Image by pch.vector on Freepik
Large Language Model (LLM) has recently started to find their foot in the business, and it will expand even further. As the company began understanding the benefits of implementing the LLM, the data team would adjust the model to the business requirements.
The optimal path for the business is to utilize a cloud platform to scale any LLM requirements that the business needs. However, many hurdles could hinder LLM performance in the cloud and increase the usage cost. It is certainly what we want to avoid in the business.
That’s why this article will try to outline a strategy you could use to optimize the performance of LLM in the cloud while taking care of the cost. What’s the strategy? Let’s get into it.
We must understand our financial condition before implementing any strategy to optimize performance and costs. How much budget we are willing to invest in the LLM will become our limit. A higher budget could lead to more significant performance results but might not be optimal if it doesn’t support the business.
The budget plan needs extensive discussion with various stakeholders so it would not become a waste. Identify the critical focus your business wants to solve and assess if LLM is worth investing in.

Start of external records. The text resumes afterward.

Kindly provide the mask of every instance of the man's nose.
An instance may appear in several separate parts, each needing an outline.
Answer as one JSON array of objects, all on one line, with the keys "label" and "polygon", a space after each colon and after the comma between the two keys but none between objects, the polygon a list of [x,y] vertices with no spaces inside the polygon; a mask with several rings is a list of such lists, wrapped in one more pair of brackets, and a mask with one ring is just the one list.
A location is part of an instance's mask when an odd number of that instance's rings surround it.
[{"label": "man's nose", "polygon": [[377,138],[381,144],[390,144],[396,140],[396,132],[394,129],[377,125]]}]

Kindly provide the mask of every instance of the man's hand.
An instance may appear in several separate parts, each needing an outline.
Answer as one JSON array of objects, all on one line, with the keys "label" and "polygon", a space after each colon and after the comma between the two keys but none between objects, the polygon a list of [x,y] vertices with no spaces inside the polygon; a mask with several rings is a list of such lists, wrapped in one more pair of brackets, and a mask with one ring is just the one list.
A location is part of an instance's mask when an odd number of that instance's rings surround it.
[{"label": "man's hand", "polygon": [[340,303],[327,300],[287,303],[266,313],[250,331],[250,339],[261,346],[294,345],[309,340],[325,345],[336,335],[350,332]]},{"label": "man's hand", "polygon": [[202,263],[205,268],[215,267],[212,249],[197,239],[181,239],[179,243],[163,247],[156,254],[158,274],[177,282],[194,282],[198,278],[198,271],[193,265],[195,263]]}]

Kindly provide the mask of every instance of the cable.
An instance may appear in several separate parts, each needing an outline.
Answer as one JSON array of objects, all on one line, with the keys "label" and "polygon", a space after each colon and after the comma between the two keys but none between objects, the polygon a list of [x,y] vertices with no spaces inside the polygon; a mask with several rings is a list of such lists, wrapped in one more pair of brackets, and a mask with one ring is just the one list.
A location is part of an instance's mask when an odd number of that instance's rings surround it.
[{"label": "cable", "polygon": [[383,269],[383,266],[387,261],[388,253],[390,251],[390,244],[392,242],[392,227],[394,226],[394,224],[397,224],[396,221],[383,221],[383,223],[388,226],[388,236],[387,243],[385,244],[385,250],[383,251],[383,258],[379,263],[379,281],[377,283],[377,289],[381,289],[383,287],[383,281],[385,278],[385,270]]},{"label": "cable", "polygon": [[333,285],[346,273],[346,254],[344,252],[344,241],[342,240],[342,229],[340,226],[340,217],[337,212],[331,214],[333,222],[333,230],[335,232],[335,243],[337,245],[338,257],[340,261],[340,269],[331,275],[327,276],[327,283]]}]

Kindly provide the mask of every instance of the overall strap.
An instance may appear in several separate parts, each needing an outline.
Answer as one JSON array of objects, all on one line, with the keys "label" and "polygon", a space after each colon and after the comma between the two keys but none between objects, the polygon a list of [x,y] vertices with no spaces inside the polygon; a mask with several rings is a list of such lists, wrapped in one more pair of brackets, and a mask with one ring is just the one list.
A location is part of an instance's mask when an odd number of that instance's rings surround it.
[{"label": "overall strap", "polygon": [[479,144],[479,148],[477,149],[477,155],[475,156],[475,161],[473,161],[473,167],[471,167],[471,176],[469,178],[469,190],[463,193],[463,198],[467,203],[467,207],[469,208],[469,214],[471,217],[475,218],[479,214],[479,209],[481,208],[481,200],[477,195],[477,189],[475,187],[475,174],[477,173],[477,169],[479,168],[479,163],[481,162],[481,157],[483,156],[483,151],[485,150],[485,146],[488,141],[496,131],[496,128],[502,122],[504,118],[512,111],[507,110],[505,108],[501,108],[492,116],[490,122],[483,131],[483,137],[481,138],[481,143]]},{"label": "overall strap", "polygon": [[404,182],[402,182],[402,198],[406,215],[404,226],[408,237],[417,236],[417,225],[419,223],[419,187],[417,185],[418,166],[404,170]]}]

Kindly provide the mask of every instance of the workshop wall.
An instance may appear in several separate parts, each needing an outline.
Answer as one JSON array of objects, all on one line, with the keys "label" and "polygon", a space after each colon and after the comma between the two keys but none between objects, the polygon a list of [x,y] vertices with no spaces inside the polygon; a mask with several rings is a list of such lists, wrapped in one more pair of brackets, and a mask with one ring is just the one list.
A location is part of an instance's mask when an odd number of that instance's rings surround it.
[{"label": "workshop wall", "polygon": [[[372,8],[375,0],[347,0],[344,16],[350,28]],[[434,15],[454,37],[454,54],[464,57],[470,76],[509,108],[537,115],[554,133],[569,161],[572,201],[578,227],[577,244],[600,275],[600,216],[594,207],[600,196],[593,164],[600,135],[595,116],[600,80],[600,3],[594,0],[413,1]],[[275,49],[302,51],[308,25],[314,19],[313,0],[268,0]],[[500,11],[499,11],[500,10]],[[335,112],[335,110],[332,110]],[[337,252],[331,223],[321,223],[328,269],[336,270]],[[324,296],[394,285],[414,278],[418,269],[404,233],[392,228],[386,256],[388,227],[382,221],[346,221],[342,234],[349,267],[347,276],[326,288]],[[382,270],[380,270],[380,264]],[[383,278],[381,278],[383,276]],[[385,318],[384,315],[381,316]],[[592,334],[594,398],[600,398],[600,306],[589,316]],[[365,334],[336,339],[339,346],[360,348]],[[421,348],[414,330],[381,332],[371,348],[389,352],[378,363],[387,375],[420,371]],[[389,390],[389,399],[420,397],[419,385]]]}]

The strategy also applies to any solo business or individual. Having a budget for the LLM that you are willing to spend would help your financial problem in the long run.
With the advancement of research, there are many kinds of LLMs that we can choose to solve our problem. With a smaller parameter model, it would be faster to optimize but might not have the best ability to solve your business problems. While a bigger model has a more excellent knowledge base and creativity, it costs more to compute.
There are trade-offs between the performance and cost with the change in the LLM size, which we need to take into account when we decide on the model. Do we need to have bigger parameter models that have better performance but require higher cost, or vice versa? It’s a question we need to ask. So, try to assess your needs.
Additionally, the cloud Hardware could affect the performance as well. Better GPU memory might have a faster response time, allow for more complex models, and reduce latency. However, higher memory means higher cost.
Depending on the cloud platform, there would be many choices for the inferences. Comparing your application workload requirements, the option you want to choose might be different as well. However, inference could also affect the cost usage as the number of resources is different for each option.
If we take an example from Amazon SageMaker Inferences Options, your inference options are:
- Real-Time Inference. The inference processes the response instantly when input comes. It’s usually the inferences used in real-time, such as chatbot, translator, etc. Because it always requires low latency, the application would need high computing resources even in the low-demand period. This would mean that LLM with Real-Time inference could lead to higher costs without any benefit if the demand isn’t there.
- Serverless Inference. This inference is where the cloud platform scales and allocates the resources dynamically as required. The performance might suffer as there would be slight latency for each time the resources are initiated for each request. But, it’s the most cost-effective as we only pay for what we use.
- Batch Transform. The inference is where we process the request in batches. This means that the inference is only suitable for offline processes as we don’t process the request immediately. It might not be suitable for any application that requires an instant process as the delay would always be there, but it doesn’t cost much.
- Asynchronous Inference. This inference is suitable for background tasks because it runs the inference task in the background while the results are retrieved later. Performance-wise, it’s suitable for models that require a long processing time as it can handle various tasks concurrently in the background. Cost-wise, it could be effective as well because of the better resource allocation.
Try to assess what your application needs, so you have the most effective inference option.
LLM is a model with a particular case, as the number of tokens affects the cost we would need to pay. That’s why we need to build a prompt effectively that uses the minimum token either for the input or the output while still maintaining the output quality.
Try to build a prompt that specifies a certain amount of paragraph output or use a concluding paragraph such as “summarize,” “concise,” and any others. Also, precisely construct the input prompt to generate the output you need. Don’t let the LLM model generate more than you need.
There would be information that would be repeatedly asked and have the same responses every time. To reduce the number of queries, we can cache all the typical information in the database and call them when it’s required.
Typically, the data is stored in a vector database such as Pinecone or Weaviate, but cloud platform should have their vector database as well. The response that we want to cache would converted into vector forms and stored for future queries.
There are a few challenges when we want to cache the responses effectively, as we need to manage policies where the cache response is inadequate to answer the input query. Also, some caches are similar to each other, which could result in a wrong response. Manage the response well and have an adequate database that could help reduce costs.
LLM that we deploy might end up costing us too much and have inaccurate performance if we don’t treat them right. That’s why here are some strategies you could employ to optimize the performance and cost of your LLM in the cloud:
- Have a clear budget plan,
- Decide the right model size and hardware,
- Choose the suitable inference options,
- Construct effective prompts,
- Caching responses.
Cornellius Yudha Wijaya is a data science assistant manager and data writer. While working full-time at Allianz Indonesia, he loves to share Python and Data tips via social media and writing media.